Comment by mtlynch
10 hours ago
That version is more sensible. Opus generated:
> Warning: his endings are notoriously abrupt, like a segfault in the middle of your favorite function.
In commit e4d022[0], the wording changed to:
> Fair warning: most of these books famously don't have endings (they literally stop mid-sentence during a normal plot arc).
It's unclear what led to that change, as the commit message is just "stephenson".
It went through a few more minor edits to get to what's currently published.
https://github.com/a16z-infra/reading-list/commit/e4d022d592...
matt-bornstein's commits in that repo do often start off with ai-generated descriptions which he then edits down. there are notes on some commits that say things like "AI GENERATED NEED TO EDIT". the other contributors' changes don't have these tells.
while it should come as no surprise to have software written by llms, if these books are in fact just picked by llms then what's the point of this list?
I’d be curious what the point is even if it were written by humans with some evidence of non-zero effort, but posting something with no point and no effort is really puzzling.
It serves as a form of virtue signaling. “Look at all these super nerdy books I don’t just read, but consider myself an authority on”.
Low effort is the name of the game in the age of modern LLMs.
> if these books are in fact just picked by llms then what's the point of this list?
How do you do, fellow nerds?
I don’t see any evidence the LLM picked the list of books, it instead was used to update/add descriptions of the books and series.
That's almost more damning.
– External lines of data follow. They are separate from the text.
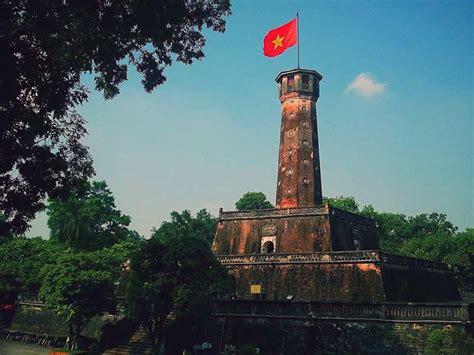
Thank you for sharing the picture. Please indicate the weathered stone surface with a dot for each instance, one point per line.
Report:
(328, 272)
(299, 171)
(327, 229)
(338, 282)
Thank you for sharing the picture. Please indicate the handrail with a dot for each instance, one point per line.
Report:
(330, 257)
(419, 312)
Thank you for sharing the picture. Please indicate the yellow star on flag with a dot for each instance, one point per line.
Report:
(278, 42)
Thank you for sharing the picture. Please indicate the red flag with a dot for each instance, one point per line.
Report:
(280, 39)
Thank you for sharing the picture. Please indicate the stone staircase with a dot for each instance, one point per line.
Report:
(137, 344)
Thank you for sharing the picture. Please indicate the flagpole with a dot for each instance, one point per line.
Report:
(298, 34)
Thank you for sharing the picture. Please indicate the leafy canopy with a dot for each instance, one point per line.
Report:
(344, 203)
(21, 260)
(184, 225)
(78, 286)
(253, 201)
(46, 46)
(88, 219)
(181, 276)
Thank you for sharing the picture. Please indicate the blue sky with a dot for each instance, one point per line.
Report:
(400, 139)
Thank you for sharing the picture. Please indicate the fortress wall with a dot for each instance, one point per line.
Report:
(294, 234)
(415, 284)
(335, 282)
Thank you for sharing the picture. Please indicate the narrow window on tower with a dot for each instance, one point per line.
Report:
(291, 83)
(305, 82)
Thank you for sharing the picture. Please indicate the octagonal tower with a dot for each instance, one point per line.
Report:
(299, 173)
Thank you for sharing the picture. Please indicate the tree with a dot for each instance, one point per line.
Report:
(456, 250)
(348, 204)
(182, 277)
(88, 219)
(185, 225)
(78, 286)
(21, 260)
(45, 48)
(253, 201)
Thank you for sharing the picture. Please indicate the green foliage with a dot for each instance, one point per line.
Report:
(456, 250)
(21, 260)
(78, 286)
(253, 201)
(448, 342)
(348, 204)
(45, 50)
(184, 225)
(88, 219)
(181, 276)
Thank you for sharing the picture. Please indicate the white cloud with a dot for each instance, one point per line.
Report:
(365, 86)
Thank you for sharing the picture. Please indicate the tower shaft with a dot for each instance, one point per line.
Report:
(299, 174)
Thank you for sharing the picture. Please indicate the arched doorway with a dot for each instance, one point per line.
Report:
(268, 247)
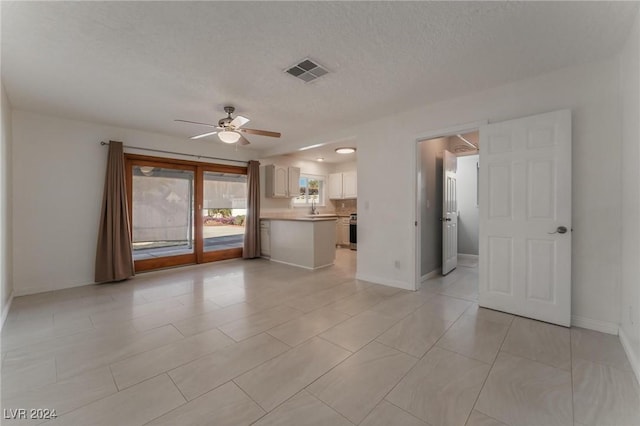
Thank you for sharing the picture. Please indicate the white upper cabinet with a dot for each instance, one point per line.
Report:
(343, 185)
(281, 181)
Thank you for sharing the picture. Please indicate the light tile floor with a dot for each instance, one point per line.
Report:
(254, 342)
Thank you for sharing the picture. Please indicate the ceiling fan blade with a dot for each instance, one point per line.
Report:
(243, 141)
(239, 121)
(260, 132)
(196, 122)
(204, 135)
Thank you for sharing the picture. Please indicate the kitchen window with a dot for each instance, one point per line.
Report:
(312, 188)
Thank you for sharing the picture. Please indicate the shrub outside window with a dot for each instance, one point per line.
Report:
(311, 189)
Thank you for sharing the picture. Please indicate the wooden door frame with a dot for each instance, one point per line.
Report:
(199, 168)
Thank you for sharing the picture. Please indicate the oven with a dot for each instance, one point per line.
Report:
(353, 231)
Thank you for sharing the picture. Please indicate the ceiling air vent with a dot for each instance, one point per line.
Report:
(307, 70)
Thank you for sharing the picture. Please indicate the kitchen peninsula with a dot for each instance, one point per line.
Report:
(307, 242)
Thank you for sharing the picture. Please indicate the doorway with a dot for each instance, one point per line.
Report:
(434, 184)
(184, 212)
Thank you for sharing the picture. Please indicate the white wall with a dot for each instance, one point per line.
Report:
(6, 240)
(283, 207)
(430, 187)
(387, 178)
(467, 190)
(58, 179)
(630, 211)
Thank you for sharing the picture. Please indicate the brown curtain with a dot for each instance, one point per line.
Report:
(114, 258)
(252, 222)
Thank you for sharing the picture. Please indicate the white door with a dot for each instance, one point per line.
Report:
(280, 181)
(350, 185)
(335, 186)
(293, 178)
(525, 217)
(449, 213)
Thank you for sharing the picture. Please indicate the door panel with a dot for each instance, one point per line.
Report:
(184, 212)
(162, 215)
(449, 213)
(224, 211)
(525, 195)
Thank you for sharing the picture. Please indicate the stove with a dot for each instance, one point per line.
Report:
(353, 231)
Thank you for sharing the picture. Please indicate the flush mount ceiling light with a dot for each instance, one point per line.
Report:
(146, 170)
(345, 150)
(227, 136)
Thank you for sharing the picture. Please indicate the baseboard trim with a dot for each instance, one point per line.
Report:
(5, 311)
(301, 266)
(596, 325)
(632, 355)
(36, 290)
(468, 256)
(384, 281)
(431, 274)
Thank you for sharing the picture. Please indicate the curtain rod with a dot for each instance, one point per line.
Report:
(179, 153)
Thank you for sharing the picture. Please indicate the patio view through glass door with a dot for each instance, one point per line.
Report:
(184, 212)
(224, 213)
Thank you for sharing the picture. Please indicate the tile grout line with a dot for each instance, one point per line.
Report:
(400, 408)
(484, 382)
(573, 409)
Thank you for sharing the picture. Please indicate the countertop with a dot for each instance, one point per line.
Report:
(301, 219)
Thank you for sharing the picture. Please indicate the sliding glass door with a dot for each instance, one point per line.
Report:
(224, 210)
(184, 212)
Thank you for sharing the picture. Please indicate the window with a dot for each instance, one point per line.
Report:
(311, 189)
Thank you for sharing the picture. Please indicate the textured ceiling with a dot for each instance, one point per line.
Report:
(143, 64)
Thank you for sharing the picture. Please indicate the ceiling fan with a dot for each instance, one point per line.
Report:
(230, 129)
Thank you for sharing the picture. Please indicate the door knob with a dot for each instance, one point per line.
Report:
(559, 230)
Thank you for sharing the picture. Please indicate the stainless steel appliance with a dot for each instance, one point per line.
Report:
(353, 231)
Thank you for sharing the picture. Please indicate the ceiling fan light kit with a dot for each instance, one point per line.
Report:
(228, 136)
(229, 128)
(345, 150)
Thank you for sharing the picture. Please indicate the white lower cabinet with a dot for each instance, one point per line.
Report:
(265, 238)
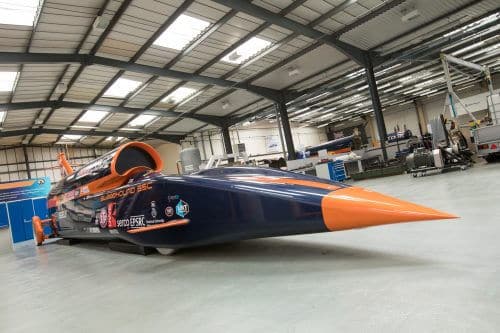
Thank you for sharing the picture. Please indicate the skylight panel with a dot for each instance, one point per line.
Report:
(178, 95)
(7, 80)
(142, 120)
(71, 137)
(121, 88)
(180, 33)
(92, 116)
(247, 50)
(18, 12)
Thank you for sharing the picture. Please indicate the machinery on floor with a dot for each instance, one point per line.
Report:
(445, 150)
(486, 133)
(122, 195)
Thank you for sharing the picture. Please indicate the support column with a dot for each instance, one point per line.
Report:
(227, 140)
(287, 131)
(28, 170)
(422, 119)
(377, 107)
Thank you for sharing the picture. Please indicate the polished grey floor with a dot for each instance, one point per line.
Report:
(441, 276)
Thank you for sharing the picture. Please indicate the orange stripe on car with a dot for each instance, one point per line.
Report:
(354, 207)
(9, 186)
(288, 181)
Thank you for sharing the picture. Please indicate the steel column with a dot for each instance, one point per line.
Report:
(227, 140)
(287, 131)
(377, 107)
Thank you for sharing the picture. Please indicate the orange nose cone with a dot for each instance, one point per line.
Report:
(354, 207)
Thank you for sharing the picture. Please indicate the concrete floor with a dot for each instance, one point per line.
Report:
(441, 276)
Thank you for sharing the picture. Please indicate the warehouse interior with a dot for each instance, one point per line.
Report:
(400, 97)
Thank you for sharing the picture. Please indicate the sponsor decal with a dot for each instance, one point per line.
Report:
(182, 208)
(154, 213)
(125, 192)
(136, 221)
(84, 189)
(92, 230)
(169, 211)
(173, 197)
(103, 217)
(111, 215)
(155, 221)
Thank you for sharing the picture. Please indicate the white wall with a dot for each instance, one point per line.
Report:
(169, 153)
(256, 138)
(42, 161)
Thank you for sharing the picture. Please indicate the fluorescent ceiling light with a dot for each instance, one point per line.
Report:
(468, 48)
(247, 50)
(142, 120)
(92, 116)
(180, 33)
(178, 95)
(121, 88)
(84, 127)
(113, 138)
(7, 79)
(18, 12)
(71, 137)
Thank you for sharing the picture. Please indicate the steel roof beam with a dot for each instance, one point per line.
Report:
(266, 15)
(125, 134)
(213, 120)
(87, 60)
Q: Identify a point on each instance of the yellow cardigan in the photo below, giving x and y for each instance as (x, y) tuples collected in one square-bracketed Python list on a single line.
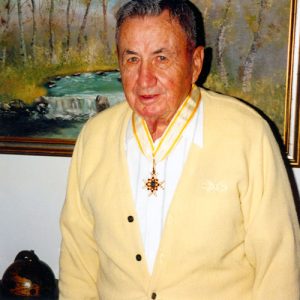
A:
[(231, 232)]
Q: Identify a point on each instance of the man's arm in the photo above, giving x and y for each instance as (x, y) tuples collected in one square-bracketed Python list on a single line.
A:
[(272, 229), (78, 258)]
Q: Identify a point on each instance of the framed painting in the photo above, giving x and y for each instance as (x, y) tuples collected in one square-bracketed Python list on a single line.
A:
[(58, 66)]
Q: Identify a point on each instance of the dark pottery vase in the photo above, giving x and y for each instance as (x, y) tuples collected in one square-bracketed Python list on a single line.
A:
[(28, 276)]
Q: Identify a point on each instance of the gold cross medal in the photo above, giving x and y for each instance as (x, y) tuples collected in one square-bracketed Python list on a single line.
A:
[(152, 184)]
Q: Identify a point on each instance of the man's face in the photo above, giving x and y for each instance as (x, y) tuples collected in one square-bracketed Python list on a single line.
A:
[(157, 68)]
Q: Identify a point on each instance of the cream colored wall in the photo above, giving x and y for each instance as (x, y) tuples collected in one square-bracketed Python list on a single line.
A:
[(32, 191)]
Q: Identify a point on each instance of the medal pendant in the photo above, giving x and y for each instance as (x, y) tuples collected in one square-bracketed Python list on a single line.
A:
[(152, 184)]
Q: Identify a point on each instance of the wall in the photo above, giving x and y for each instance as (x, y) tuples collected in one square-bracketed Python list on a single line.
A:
[(32, 191)]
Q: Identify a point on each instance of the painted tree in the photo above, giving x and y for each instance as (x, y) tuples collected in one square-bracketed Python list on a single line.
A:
[(51, 33), (22, 44), (104, 32), (68, 39), (256, 27), (221, 44), (5, 21), (34, 30), (83, 25)]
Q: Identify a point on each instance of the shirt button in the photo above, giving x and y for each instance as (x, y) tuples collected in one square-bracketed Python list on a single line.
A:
[(138, 257), (130, 219)]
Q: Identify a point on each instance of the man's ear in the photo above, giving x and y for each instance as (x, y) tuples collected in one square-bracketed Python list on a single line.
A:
[(198, 57)]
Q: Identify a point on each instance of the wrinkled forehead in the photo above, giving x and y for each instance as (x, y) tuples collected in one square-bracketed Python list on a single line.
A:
[(163, 21)]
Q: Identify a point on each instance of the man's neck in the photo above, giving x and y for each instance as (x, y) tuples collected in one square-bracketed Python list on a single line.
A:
[(157, 127)]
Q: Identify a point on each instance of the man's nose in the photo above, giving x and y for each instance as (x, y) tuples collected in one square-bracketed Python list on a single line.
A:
[(146, 76)]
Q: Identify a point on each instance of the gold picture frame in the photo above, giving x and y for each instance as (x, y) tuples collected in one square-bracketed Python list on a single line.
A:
[(291, 136)]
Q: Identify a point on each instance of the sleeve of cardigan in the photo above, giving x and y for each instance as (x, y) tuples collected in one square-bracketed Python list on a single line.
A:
[(78, 257), (272, 229)]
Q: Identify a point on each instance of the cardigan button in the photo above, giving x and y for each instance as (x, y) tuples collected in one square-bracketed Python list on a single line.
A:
[(130, 219), (138, 257)]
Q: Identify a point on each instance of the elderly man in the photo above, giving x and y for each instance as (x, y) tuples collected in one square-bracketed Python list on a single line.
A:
[(177, 193)]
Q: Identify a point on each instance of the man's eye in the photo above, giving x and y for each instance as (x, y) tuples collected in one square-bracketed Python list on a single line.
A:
[(132, 60), (162, 58)]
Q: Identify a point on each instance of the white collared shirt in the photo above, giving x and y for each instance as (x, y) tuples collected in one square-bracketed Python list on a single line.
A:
[(152, 210)]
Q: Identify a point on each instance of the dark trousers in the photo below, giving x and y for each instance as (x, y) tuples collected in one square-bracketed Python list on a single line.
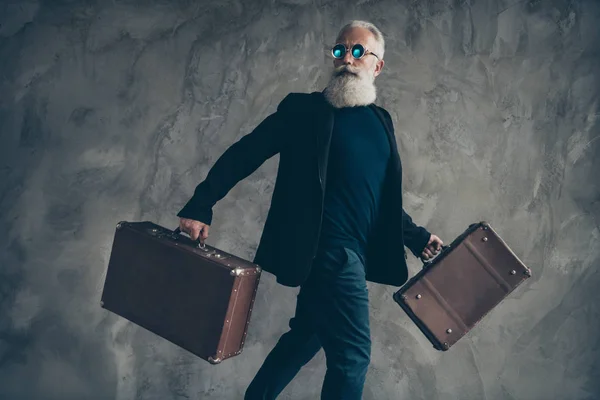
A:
[(332, 312)]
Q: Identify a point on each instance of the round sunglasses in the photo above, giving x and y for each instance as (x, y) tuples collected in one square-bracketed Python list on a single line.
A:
[(358, 51)]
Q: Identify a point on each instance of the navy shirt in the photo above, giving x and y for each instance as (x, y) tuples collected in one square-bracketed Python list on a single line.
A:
[(356, 170)]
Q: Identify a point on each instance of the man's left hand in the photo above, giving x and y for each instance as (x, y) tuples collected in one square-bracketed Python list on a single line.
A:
[(433, 247)]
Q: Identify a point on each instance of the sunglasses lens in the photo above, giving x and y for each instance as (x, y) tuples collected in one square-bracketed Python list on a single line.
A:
[(338, 51), (357, 51)]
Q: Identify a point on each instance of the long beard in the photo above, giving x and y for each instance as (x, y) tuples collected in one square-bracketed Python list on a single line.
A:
[(350, 87)]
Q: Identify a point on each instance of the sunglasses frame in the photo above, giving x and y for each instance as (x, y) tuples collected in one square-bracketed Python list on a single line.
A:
[(346, 49)]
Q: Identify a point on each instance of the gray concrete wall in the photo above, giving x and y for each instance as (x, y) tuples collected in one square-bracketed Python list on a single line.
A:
[(115, 110)]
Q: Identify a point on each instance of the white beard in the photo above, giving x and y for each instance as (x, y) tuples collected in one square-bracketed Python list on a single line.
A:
[(349, 90)]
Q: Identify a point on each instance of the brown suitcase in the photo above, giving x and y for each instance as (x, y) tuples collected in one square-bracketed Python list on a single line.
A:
[(195, 296), (462, 284)]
The list was created by humans, who presumably read the books, but then couldn't be bothered to summarize the very books they read? Either the human is really lazy ("read" the book but can't be bothered to write a short summary) or really really lazy (didn't read the book but felt a summary was necessary). Either way, it makes this list less interesting, at the very least because it doesn't need to exist at all if someone can just ask an LLM "list and describe books that A16Z might think are valuable to read" and get the same quality output.